The new jobless figures are out today. They’re no surprise to me and a lot of other economists. However, the worsening job situation keeps going right over the heads of nearly every one on capitol hill. Worse, the only economic policy–that coming from the FED–that shows any recognition of and response to the situation is coming under attack by the right wing and libertarian propaganda machines. Read this and realize what anemic job growth this country is experiencing. We are in the Dubya 2 economy.
In a jolting surprise to the economic recovery and market expectations, the United States economy added just 39,000 jobs in November, and the unemployment rate rose to 9.8 percent, according to the Department of Labor.
November’s number was nowhere near enough to help the large ranks of the unemployed, and was far below analysts’ consensus forecast of close to 150,000 jobs and an unchanged jobless rate of 9.6 percent. More than 15 million people remain out of work, and 6.3 million of them have been unemployed for six months or longer.

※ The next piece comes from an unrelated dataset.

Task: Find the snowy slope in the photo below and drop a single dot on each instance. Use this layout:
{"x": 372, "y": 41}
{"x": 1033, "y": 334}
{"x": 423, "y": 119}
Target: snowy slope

The monthly snapshot of the job market could lend more support to the suggestion by the Federal Reserve chairman, Ben S. Bernanke, that the government continue to stimulate the economy, as well as the Obama administration’s call for an extension of unemployment benefits. The apparent loss of hiring momentum may also fuel the debate over whether the government should take aggressive steps to reduce the deficit in the near term or wait until the economy returns to better health.
There’s a good article up by Catherine Rampell–also from the NYT–on the face and features of long term unemployment. That would be those folks that are labeled by the likes of Ralph Reed as unwilling to find jobs and happy living off of $200 to $300 a week. The article is called: ‘The New Poor: Unemployed, and Likely to Stay that Way’. These are the people whose lives hang like political pinatas from the ceiling of the Senate chamber. How long will they suffer from Republican Fairy Tales and the unwillingness of Democrats to stay up for what is right?

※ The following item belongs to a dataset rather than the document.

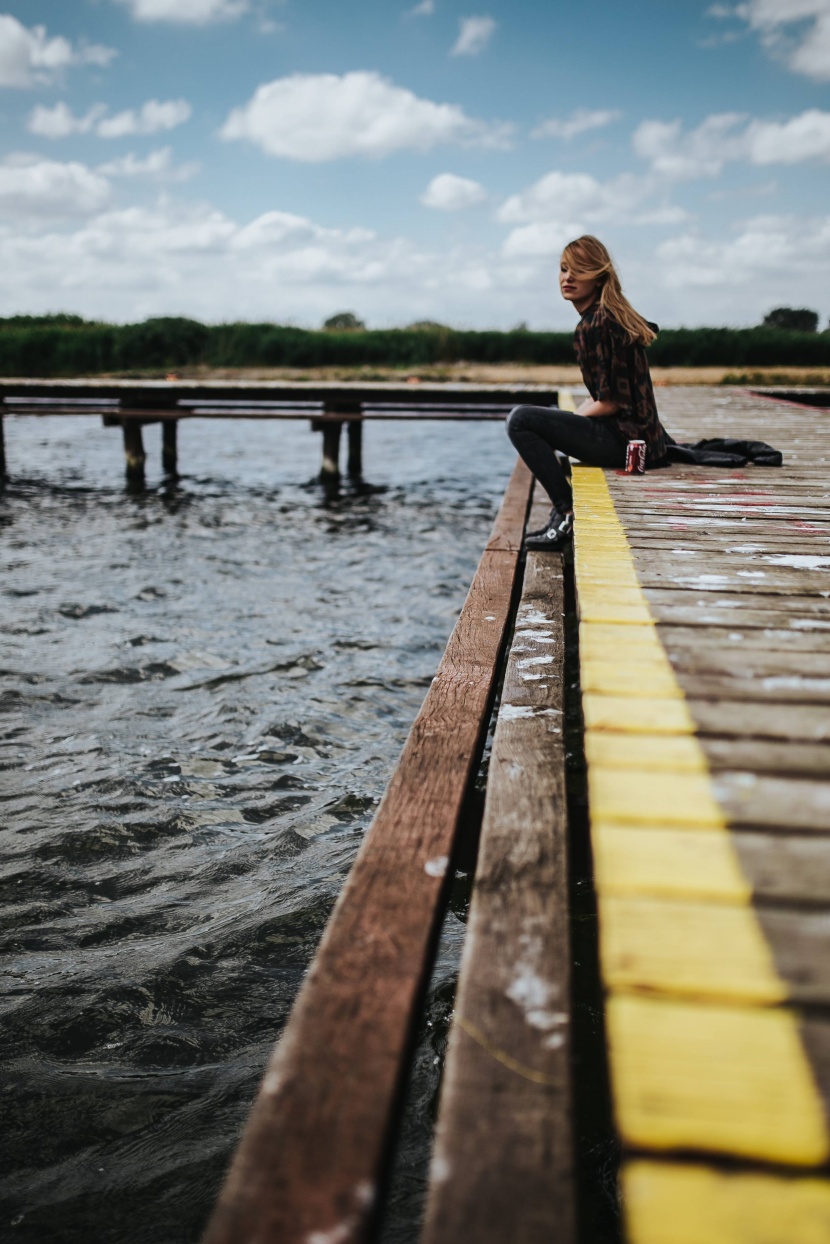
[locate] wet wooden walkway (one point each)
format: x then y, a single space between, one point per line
704 648
703 600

This country has some of the highest levels of long-term unemployment — out of work longer than six months — it has ever recorded. Meanwhile, job growth has been, and looks to remain, disappointingly slow, indicating that those out of work for a while are likely to remain so for the foreseeable future. Even if the government report on Friday shows the expected improvement in hiring by business, it will not be enough to make a real dent in those totals.
So the legions of long-term unemployed will probably be idle for significantly longer than their counterparts in past recessions, reducing their chances of eventually finding a job even when the economy becomes more robust.
Steven Benen from the Washington Monthly sums up the likely political response vs. the necessary one.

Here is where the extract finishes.